How religion can be exploited to serve one’s political ambitions and how a network of madrasas can be mobilized to a street force, with all the trappings of ultimatums, threatening, sit-ins and fuming demonstrations, was driven home last week by Tahirul Qadri’s ‘long march’.
Intoxicating fresh minds on the religious plane is not that laborious nor does it need much investment as Qadri’s ‘democratic’ project reflected. Just blow a whistle the show gets staged. The frantic ease with which Qadri drugged his followers to leap and frolic, fret and frown, sing and swoon, bow and bend, has in it all the acrobatics of a maverick. He “succeeded” in pulling off a “marvelous” feat. That fetched him a delirious crowd of thousands of people. All loyal and on his single drag gesture.
As the media created the hype around his persona and cultivated his image of revolutionary, having a Holy Grail in his hands, Qadri perched himself and his Tehreek Minhajul Quran atop Pakistan constitution and the democratic institutions. He talked in language of ultimatums. Flexing muscles and waving clinched fists he thundered, he won’t ‘order’ his followers to vacate D Chowk (Islamabad) till all his demands are not fulfilled. And this meant virtually, nay literally, handing power to him and his TMQ alone. A string of demands he made included dissolution of parliament, all provincial assemblies and Election Commission, dismissal of PPP government to make way for impartial caretaker setup.

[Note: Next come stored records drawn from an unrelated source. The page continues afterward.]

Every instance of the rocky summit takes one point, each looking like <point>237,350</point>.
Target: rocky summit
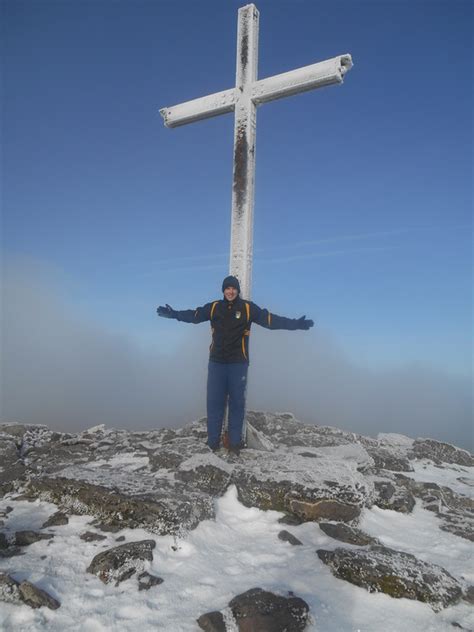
<point>166,481</point>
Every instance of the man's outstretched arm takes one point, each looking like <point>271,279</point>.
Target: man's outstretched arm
<point>267,319</point>
<point>195,316</point>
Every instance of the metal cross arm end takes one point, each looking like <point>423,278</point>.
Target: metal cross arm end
<point>324,73</point>
<point>198,109</point>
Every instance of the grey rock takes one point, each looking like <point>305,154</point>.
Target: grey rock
<point>290,519</point>
<point>285,429</point>
<point>397,574</point>
<point>209,478</point>
<point>25,538</point>
<point>468,594</point>
<point>286,536</point>
<point>390,495</point>
<point>165,459</point>
<point>15,592</point>
<point>12,469</point>
<point>59,518</point>
<point>146,581</point>
<point>455,511</point>
<point>9,589</point>
<point>264,611</point>
<point>90,536</point>
<point>294,484</point>
<point>169,511</point>
<point>212,622</point>
<point>11,551</point>
<point>36,597</point>
<point>385,459</point>
<point>345,533</point>
<point>440,452</point>
<point>121,562</point>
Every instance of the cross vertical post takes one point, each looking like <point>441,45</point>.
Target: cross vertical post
<point>243,99</point>
<point>245,128</point>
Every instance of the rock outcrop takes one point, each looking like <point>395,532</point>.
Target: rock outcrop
<point>166,481</point>
<point>395,573</point>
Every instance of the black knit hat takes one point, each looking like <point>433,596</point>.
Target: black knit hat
<point>231,282</point>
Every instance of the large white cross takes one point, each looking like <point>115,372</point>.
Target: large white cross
<point>243,100</point>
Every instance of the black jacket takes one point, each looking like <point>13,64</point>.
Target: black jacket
<point>230,326</point>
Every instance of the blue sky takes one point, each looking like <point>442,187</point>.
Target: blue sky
<point>363,191</point>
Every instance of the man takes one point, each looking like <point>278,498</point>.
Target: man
<point>230,319</point>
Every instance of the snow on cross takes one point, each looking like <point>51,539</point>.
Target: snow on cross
<point>243,100</point>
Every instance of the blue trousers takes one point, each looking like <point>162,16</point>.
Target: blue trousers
<point>226,380</point>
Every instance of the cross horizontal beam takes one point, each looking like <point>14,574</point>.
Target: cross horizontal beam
<point>324,73</point>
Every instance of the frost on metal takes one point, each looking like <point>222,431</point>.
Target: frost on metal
<point>243,100</point>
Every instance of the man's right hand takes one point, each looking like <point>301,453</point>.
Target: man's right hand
<point>166,312</point>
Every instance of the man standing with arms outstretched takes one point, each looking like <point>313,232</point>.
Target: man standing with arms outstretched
<point>231,318</point>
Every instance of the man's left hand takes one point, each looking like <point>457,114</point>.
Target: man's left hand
<point>304,323</point>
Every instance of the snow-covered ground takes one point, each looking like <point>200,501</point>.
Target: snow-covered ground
<point>222,558</point>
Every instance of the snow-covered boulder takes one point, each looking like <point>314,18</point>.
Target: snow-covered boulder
<point>395,573</point>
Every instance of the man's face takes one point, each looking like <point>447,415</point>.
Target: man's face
<point>230,293</point>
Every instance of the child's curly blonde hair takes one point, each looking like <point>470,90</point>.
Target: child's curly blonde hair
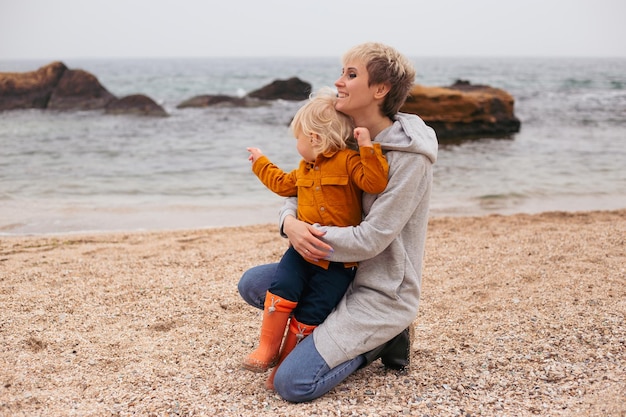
<point>318,116</point>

Whatever the shortcomings of the federal and provincial governments, they are legitimate bodies with constitutional authority, entitled to mandatory 5-year legal term. Election commission too derives its legality and authority from constitution. Also Pakistan Constitution provides that caretaker setup shall be decided by ruling and main opposition parties after parliament is dissolved.
All these demands were in direct clash with democratic institutions. It meant what Tehreek-e-Taliban Pakistan wanted to achieve with the barrel of gun, Qadri’s TMQ wanted to achieve through street force of dharnas, demonstrations and siege. And that too at a time when fledgling democracy in the country was struggling hard to strike roots and process of institutionalization of system of governance was gaining momentum and trust. His demands threatened the first ever possible transition in Pakistan.
His sudden and abrupt advent in Pakistan’s present polity, with 24X7 media coverage and his discordant speech at D Chowk, one for local audience in Urdu and other in English to please his masters abroad has in it many answers that eluded analysts and Pakistanis at the time he left Canada for his ‘country’. (Country? he has double-citizenship).
Now that his ‘million march’ (which did not swell beyond thirty thousand), far from turning out to be a game changer for different players in already beleaguered Pakistan, has proved a damp squib for Qadri and the proxy’s purse string holders, Pakistan has heaved a sigh of relief. The initial shock, though panicked Pakistanis, yet they showed resilience and absorbed it gracefully. For the first time in Pakistan’s history, an elected government was to complete its mandatory term and all the sordid attempts to derail the democratic process were defeated. A moment of great triumph for Pakistan certainly.
The ‘Long March Declaration’ he signed with authorities in Islamabad though has provided asylum seeker in Canada a face-saving exit yet in all its manifestations it has brought him all ignominy and ridicule. They say all is well that ends well. For ‘Islamic’ Republic of Pakistan, sure. Not for Maulana Sahab. One didn’t hear him since he left D-Chowk!
Tail Piece: – The ‘long march’ inflicted 28 billion of economic loss on traders of Islamabad when the hysteric crowd occupied D-Chowk? Another blow from Qadri’s TMQ. Add the tons of garbage which littered the Chowk . Does ‘Quranic Tehreek’ enjoy this eccentricity?